Beautiful, doom-laden story of a brash American (Robert Stack) entering the traditional world of Mexican toreros; Gilbert Roland is stunning as Stack’s older mentor. The first of Boetticher’s great bullfighting films. With Joy Page, Katy Jurado.


NIGHT HAS A THOUSAND EYES
1948, Universal, 81 min, USA, Dir: John Farrow

Edward G. Robinson gives a doom-laden performance as a bogus carnival mentalist who suddenly becomes cursed with the ability to actually see into the future - and he sees a dreadful fate for his best friend's daughter.

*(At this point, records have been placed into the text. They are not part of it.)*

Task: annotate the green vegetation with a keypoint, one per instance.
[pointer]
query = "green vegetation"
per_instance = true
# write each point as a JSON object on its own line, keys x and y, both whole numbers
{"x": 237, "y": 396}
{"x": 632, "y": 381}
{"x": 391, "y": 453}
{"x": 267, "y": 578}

A flower crushed underfoot, a sudden wind, a clock striking 11, the paw of a lion ... what does it all mean? Director John Farrow, always at his most stylish in noir terrain, adapts from the novel by master of suspense Cornell Woolrich (REAR WINDOW). Costarring Gail Russell and John Lund, with darkly evocative camerawork by John F. Seitz.


JOHNNY GUITAR
1954, Republic (Paramount), 110 min, USA, Dir: Nicholas Ray

Joan Crawford is headstrong Vienna, a saloon owner waiting for the railroad to reach her town. Her friendship with charming outlaw the Dancing Kid (Scott Brady) jeopardizes her standing in the local community. Uptight landowners led by jealous Emma (a frightening Mercedes McCambridge) will do anything to repress her yen for the Kid, even if it means lynching half the town to do it. Enter Vienna’s old flame, Johnny (Sterling Hayden), a quick-draw who’s given up guns for a guitar. Only director Nicholas Ray could pull off this color-coded, violent, romantic tall tale rife with allegorical references to the rabid right wing of 1950s America. Victor Young did the lush score, with Peggy Lee singing the torrid theme song. Co-starring Ward Bond, Ernest Borgnine, John Carradine.